Di fronte a questa complessità, non esistono soluzioni semplici, ma alcune strategie concrete possono contribuire a mitigare il fenomeno:
•Promuovere educazione digitale nelle scuole: non solo per insegnare l’uso “tecnico” dei social, ma anche per riflettere insieme su rischi, emozioni, come riconoscere contenuti potenzialmente dannosi e cosa fare quando li si incontra.
•Rafforzare le politiche di moderazione delle piattaforme: chiedere che gli algoritmi non promuovano contenuti pericolosi, che ci sia una rimozione più attiva di post di autolesionismo, e che siano previste protezioni specifiche per gli adolescenti.
•Potenziare il supporto psicologico per i giovani: aumentare l’accesso a servizi di salute mentale dedicati agli adolescenti, anche con modalità “giovani-friendly” (telepsicologia, chat con psicologi, gruppi di supporto) per offrire uno spazio sicuro in cui parlare senza vergogna.
•Coinvolgere famiglie e genitori: offrire formazione ai genitori su come riconoscere segnali di malessere (cambiamenti nel comportamento, segni fisici di autolesione, isolamento), e su come parlare apertamente di salute mentale con i loro figli, senza giudizio.
•Incentivare campagne di prevenzione diffuse: campagne social, media, nelle scuole, che parlino apertamente di autolesionismo, depistando lo stigma e rendendo accettabile chiedere aiuto; promuovere modelli di resilienza, di ascolto, di comunità.

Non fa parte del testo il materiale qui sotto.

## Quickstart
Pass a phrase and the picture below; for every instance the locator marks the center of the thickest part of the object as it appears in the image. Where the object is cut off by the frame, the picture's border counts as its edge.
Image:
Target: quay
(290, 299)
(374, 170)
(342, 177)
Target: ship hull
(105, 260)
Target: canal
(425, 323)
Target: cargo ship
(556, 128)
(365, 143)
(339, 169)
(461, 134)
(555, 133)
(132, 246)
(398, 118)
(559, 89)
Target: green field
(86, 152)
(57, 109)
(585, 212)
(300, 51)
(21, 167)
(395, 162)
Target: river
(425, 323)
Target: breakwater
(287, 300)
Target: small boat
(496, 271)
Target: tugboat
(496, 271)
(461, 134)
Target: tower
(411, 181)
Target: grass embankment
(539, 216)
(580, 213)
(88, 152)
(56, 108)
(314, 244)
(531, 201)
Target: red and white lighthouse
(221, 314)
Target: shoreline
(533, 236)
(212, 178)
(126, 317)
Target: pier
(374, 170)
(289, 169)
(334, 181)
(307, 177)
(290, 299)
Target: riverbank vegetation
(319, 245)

•Infine, ricerca e monitoraggio: è fondamentale continuare a raccogliere dati aggiornati sul fenomeno, su come evolve, su quali gruppi sono più a rischio, in modo che le politiche e gli interventi siano sempre basati su evidenza reale.

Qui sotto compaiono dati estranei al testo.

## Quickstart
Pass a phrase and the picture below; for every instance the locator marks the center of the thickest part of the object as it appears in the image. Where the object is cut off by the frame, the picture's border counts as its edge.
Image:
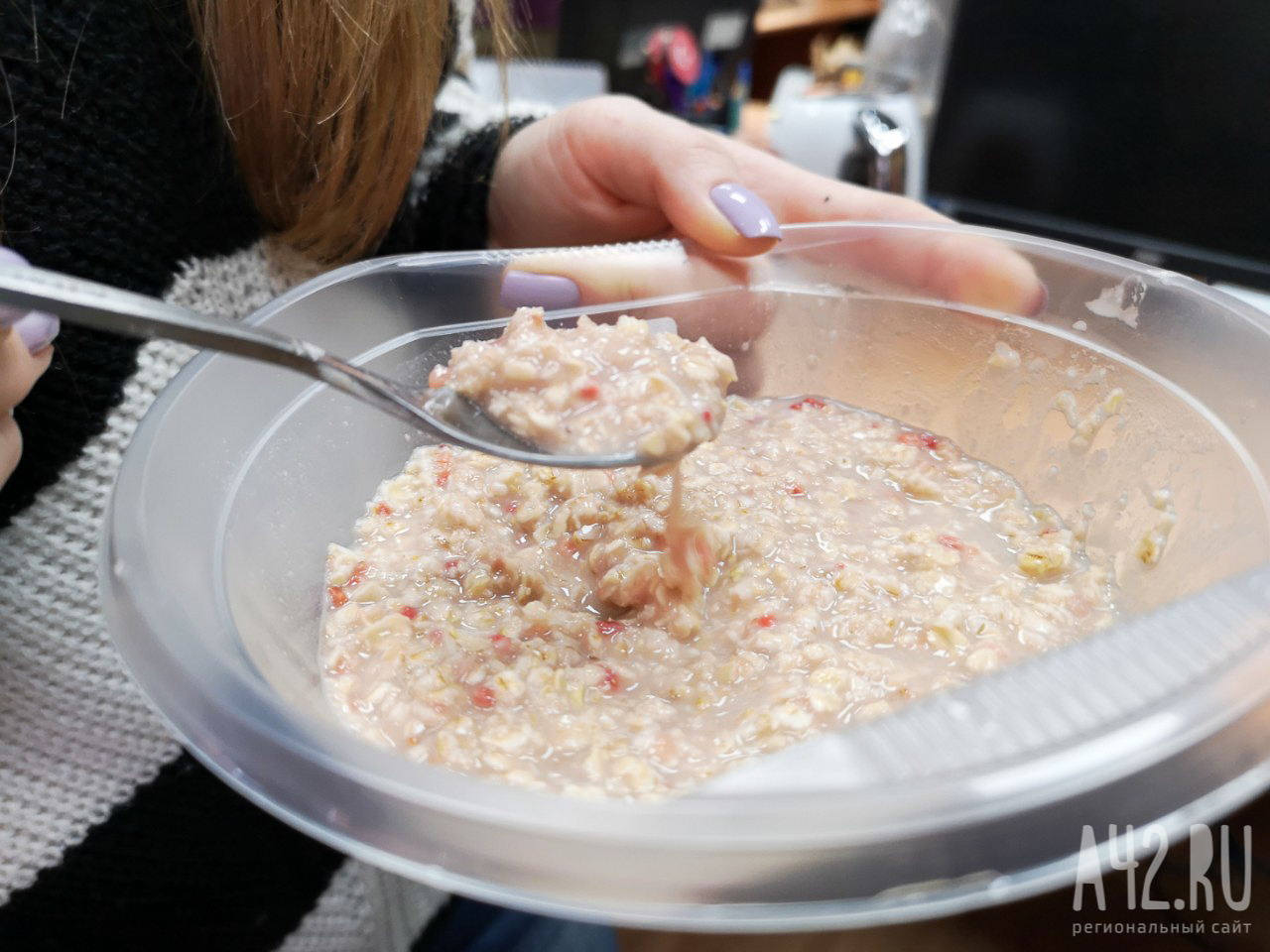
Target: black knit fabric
(114, 167)
(186, 865)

In sostanza, l’autolesionismo nei giovani è una questione grave e multifattoriale, in cui il malessere individuale si intreccia con dinamiche sociali globali come l’uso dei social media. Per contrastarlo servono azioni su più livelli — educativo, sanitario, politico e familiare — perché solo così si può offrire una risposta efficace e umana.